BRUSSELS, FEB. 4 -- The European allies said today they would make an overture to the United States about reaching a common approach toward a general settlement of Middle Eastern conflicts once fighting in the Persian Gulf War stops.

On other issues, the 12 European Community foreign ministers today said they would lift all remaining sanctions on South Africa as soon as legislative action is taken by the Pretoria government to repeal the twin foundations of apartheid: the Land Acts and Group Areas Act.

The Community applauded President Frederik W. de Klerk's speech on Friday announcing plans to repeal those acts and said today it will "prepare the necessary steps" to end four years of sanctions. The European states have already agreed to lift a ban on investment in South Africa, and the elimination of remaining punitive measures will allow resumption of trade in gold, iron and steel to be resumed.

The European ministers also welcomed Moscow's decision to hold a referendum in each of the Baltic states and "expressed the hope that this will favor the resumption of a meaningful and constructive dialogue" with the Soviet Union. But European food aid and other technical assistance to the Soviet Union will remain suspended until the European Parliament meets later this month to reconsider whether to proceed with deliveries on the basis of the Baltic political situation.

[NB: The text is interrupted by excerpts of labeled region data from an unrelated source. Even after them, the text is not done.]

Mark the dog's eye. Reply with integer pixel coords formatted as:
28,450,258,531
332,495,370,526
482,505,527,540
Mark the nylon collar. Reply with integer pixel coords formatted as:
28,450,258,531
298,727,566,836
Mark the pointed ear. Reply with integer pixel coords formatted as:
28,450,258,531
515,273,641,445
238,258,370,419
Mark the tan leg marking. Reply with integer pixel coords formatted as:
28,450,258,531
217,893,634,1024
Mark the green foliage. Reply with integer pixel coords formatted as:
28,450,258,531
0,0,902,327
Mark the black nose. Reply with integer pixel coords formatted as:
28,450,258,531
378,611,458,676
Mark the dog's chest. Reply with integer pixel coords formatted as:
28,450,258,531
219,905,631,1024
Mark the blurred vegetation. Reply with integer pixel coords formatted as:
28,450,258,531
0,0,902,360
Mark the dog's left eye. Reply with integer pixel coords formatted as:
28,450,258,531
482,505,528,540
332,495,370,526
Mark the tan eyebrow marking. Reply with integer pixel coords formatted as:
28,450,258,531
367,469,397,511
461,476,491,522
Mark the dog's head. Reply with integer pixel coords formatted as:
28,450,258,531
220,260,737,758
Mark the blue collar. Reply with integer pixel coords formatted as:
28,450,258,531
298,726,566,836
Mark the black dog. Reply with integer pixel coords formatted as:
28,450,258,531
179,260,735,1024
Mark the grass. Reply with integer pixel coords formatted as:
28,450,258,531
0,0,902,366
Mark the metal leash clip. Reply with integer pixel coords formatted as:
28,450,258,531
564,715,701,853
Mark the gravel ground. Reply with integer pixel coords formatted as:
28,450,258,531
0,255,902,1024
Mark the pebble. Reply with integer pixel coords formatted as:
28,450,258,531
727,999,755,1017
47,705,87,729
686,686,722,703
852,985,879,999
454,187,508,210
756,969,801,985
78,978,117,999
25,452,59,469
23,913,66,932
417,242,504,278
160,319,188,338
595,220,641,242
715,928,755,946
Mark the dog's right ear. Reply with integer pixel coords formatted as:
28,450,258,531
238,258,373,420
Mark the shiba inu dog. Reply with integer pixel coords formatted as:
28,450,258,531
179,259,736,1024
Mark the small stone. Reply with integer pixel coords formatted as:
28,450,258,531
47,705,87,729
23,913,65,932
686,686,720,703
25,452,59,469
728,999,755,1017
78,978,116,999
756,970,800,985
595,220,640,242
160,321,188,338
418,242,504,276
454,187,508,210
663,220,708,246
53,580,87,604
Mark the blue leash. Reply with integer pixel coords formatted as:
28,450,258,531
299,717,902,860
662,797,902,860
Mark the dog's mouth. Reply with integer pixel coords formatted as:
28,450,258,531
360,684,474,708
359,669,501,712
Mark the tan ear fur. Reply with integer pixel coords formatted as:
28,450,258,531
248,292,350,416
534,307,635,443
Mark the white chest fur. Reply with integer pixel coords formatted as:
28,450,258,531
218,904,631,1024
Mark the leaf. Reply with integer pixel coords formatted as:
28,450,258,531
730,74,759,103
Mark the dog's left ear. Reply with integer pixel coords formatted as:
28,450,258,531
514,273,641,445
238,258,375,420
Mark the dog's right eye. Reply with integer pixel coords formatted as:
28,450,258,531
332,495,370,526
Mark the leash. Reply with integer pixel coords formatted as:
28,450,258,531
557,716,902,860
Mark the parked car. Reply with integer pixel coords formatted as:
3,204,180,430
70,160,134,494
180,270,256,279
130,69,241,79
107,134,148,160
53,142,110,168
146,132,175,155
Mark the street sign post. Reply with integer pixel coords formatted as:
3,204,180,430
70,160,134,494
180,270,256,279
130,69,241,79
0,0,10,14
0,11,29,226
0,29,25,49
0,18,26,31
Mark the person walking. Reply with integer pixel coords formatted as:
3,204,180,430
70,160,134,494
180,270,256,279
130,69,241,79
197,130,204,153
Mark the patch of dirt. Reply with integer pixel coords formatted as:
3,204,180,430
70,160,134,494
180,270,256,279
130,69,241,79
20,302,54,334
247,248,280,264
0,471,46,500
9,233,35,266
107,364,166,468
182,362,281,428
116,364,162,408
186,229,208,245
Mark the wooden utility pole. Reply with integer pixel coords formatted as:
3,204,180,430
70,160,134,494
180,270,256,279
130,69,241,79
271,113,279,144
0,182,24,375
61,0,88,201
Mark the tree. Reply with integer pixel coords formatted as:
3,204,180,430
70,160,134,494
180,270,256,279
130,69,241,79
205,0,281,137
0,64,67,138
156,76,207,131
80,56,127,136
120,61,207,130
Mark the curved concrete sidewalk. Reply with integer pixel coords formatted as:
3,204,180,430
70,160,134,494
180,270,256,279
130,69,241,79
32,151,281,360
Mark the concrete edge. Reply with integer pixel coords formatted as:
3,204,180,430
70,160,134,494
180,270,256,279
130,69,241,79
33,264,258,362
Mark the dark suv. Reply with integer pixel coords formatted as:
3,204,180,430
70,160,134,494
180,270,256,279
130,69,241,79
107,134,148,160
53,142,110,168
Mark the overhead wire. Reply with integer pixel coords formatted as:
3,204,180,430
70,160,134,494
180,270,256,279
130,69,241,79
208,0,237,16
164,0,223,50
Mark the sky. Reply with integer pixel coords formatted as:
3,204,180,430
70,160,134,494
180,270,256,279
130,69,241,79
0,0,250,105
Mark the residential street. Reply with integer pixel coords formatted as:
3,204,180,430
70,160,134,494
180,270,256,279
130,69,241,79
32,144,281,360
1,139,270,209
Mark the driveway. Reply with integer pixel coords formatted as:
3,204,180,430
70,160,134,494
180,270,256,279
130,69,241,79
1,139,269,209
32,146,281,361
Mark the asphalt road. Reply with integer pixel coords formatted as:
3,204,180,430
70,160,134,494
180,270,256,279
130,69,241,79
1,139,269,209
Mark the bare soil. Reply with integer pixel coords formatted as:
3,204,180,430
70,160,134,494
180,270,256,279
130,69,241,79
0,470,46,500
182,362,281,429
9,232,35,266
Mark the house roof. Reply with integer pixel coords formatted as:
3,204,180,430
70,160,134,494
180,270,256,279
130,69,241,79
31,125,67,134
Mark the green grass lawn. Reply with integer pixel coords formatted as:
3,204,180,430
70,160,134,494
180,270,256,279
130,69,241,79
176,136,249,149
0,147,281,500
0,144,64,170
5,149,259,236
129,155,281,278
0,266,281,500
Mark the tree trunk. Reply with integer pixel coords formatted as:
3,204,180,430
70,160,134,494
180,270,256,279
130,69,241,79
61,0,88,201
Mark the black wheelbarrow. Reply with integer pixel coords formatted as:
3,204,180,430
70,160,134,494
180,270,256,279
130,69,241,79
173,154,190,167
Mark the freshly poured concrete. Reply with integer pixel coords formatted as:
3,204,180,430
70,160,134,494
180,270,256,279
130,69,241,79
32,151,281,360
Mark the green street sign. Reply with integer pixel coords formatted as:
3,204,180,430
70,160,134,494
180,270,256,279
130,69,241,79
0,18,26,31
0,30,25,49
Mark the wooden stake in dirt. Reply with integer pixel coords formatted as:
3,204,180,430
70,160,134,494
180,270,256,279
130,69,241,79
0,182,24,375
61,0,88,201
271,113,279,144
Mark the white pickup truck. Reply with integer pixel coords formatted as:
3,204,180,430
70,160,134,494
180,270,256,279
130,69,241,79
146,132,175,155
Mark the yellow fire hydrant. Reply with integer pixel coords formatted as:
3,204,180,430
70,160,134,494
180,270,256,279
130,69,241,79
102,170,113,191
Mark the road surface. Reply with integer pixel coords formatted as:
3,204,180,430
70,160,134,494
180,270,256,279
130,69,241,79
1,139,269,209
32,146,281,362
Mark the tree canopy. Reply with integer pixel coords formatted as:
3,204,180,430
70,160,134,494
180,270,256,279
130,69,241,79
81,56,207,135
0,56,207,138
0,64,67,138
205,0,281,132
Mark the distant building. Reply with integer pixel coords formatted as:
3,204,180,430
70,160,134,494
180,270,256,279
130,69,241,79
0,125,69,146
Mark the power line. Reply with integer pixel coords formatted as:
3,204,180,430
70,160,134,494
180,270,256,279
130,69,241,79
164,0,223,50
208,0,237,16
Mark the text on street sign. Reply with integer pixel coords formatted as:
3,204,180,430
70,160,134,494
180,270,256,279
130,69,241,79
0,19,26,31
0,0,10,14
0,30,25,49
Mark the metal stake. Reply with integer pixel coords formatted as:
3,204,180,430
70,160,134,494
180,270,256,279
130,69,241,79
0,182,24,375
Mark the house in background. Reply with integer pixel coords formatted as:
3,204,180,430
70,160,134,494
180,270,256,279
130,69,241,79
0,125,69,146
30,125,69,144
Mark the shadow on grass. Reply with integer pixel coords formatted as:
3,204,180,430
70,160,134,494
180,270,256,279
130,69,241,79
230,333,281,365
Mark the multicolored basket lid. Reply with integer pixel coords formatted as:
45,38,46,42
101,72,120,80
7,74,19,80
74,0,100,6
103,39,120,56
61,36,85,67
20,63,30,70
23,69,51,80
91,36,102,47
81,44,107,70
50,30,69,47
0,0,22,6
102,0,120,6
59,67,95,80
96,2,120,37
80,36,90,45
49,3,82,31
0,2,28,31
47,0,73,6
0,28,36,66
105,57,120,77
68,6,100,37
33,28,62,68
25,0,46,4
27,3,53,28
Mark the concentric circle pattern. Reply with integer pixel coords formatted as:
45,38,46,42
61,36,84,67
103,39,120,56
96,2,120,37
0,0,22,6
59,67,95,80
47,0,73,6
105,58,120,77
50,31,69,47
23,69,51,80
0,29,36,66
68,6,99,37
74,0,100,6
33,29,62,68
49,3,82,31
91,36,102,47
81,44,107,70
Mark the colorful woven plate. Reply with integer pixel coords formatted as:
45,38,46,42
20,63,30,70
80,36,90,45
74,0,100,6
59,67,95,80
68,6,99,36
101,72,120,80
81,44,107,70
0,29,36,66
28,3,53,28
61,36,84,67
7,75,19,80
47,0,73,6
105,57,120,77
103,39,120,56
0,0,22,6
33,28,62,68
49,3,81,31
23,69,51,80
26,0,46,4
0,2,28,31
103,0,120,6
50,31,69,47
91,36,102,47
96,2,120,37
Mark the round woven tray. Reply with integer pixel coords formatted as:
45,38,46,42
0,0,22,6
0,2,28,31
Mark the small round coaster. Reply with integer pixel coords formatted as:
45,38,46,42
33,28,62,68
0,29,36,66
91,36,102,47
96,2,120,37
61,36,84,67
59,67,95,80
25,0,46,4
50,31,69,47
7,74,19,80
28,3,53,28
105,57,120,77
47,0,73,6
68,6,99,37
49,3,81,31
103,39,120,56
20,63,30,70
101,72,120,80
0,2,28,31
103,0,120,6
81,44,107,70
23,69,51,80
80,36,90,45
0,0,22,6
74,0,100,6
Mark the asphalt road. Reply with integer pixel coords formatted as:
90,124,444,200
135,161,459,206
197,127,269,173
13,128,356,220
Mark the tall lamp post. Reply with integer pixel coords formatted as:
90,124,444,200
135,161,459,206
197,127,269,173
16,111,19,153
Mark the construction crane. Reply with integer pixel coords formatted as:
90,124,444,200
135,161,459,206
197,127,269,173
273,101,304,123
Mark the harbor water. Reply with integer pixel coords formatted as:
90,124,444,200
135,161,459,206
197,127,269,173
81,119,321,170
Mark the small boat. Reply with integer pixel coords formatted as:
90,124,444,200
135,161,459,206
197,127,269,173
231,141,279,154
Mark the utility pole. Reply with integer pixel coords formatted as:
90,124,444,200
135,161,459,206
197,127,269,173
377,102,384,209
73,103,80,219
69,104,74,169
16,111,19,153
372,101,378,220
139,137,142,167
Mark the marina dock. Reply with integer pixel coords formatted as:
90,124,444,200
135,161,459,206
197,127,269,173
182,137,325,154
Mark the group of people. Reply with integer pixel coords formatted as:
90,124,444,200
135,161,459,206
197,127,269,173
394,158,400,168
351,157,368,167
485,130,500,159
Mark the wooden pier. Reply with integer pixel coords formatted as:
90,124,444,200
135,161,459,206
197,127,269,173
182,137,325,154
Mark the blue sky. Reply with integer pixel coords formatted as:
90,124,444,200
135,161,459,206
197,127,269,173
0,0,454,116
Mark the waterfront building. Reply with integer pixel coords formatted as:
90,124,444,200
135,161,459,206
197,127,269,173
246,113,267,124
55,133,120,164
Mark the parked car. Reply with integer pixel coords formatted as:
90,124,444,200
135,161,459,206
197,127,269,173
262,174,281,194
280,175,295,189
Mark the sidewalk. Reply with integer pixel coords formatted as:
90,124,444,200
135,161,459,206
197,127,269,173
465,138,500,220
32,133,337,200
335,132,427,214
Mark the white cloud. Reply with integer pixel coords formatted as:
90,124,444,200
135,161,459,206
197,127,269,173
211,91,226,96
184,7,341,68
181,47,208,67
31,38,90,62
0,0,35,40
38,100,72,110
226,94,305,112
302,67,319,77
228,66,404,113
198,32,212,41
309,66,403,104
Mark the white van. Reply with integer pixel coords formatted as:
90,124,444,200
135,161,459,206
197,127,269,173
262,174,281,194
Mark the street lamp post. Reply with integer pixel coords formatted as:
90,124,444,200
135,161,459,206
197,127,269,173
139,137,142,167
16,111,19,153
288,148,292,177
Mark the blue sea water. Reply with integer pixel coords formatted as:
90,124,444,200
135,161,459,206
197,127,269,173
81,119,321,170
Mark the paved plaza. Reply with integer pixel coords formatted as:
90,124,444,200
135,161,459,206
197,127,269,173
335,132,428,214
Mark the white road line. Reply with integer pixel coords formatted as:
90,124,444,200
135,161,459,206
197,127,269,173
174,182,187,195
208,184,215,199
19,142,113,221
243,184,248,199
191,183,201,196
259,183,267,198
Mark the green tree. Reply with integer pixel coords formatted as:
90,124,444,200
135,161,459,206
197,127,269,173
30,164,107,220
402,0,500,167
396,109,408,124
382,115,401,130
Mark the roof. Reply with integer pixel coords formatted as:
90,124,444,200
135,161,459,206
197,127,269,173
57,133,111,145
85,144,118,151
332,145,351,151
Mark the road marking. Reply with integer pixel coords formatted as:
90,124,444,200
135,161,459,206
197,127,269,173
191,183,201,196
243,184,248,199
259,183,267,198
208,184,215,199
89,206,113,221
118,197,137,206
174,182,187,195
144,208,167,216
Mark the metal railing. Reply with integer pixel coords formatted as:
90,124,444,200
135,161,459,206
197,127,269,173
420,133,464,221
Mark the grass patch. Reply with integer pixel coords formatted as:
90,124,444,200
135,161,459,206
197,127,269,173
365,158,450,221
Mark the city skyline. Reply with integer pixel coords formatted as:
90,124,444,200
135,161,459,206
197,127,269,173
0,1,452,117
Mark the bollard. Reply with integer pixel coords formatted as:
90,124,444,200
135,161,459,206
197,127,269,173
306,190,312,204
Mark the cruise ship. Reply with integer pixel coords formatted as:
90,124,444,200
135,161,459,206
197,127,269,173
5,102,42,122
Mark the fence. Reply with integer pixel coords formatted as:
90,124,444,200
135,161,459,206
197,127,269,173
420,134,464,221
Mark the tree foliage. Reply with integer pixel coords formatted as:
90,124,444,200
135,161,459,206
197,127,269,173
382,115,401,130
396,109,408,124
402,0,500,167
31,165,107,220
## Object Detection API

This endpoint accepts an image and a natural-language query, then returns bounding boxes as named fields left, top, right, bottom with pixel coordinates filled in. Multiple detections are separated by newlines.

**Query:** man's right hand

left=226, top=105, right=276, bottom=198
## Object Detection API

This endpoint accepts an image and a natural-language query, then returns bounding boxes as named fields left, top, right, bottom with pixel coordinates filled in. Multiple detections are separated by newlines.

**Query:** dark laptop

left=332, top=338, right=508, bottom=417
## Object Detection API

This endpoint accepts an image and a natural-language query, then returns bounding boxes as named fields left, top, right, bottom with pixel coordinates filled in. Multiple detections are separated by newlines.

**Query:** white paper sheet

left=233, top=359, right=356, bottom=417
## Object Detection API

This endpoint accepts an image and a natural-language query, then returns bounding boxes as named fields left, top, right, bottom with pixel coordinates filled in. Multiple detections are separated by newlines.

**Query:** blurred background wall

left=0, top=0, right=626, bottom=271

Following discussions here about the Middle East in the postwar phase, British Foreign Secretary Douglas Hurd said that a meeting would be scheduled with Secretary of State James A. Baker III soon to devise a joint U.S.-European strategy about how to deal with the Israeli-Palestinian conflict and future gulf security issues.

"The basic disputes in the Middle East are purely political in nature, not economic," Hurd said. "These must be resolved in full cooperation with the United States, not in competition or rivalry."

Luxembourg's Jacques Poos, whose country is now serving in the EC's rotating presidency, visited Washington last week and said the idea of coordinating European and American policies after the war was received with "great interest" by the Bush administration.

The European initiative appeared aimed at preventing the United States and Soviet Union from dominating such regional conflict-resolution efforts after the war is over.

Community officials said the effort to construct a European-American policy on postwar arrangements in the Middle East would represent the first test of the U.S.-EC charter approved in November. The document was conceived largely to emphasize that the character of the North Atlantic alliance has been changing into one of greater political cooperation now that the threat of a Soviet attack on Western Europe has vanished, thus making obsolete one of NATO's basic purposes.

But the Middle East is likely to prove a troublesome area for merging European and American strategies. To the anger and dismay of Israel, the Europeans have shown much greater enthusiasm than the United States for the notion of an international conference on the Middle East, with an eye toward granting the Palestinians some sort of self-determination.

Several ministers said there was a clear recognition that Europe's diplomatic position could be improved through better relations with Israel. They agreed to respond favorably to Israel's request for up to $200 million in economic assistance to offset the gulf war's impact, provided that the community balances this package with extra aid for Palestinians in the occupied territories.

The ministers today reaffirmed the common European views endorsing a Palestinian homeland and calling for an international conference on the Middle East to be held under United Nations auspices. But there were sharp differences over other Middle East priorities after the war, particularly over whether emphasis should be given to economic reconstruction or security needs.

Italy, backed by Spain and France, has called for a Mediterranean aid plan to bolster the economies of Turkey and North African nations and to alleviate growing social and political tensions in those countries.

But Hurd stressed that "the lack of security rather than poverty" is the major source of instability throughout the Middle East. He said trade and other economic assistance are fine, but the roots of conflict in the region are "political disputes that are full of venom." The gulf region, he added, is "uniquely prosperous, and we delude ourselves if we think that economic needs must be resolved before political ones."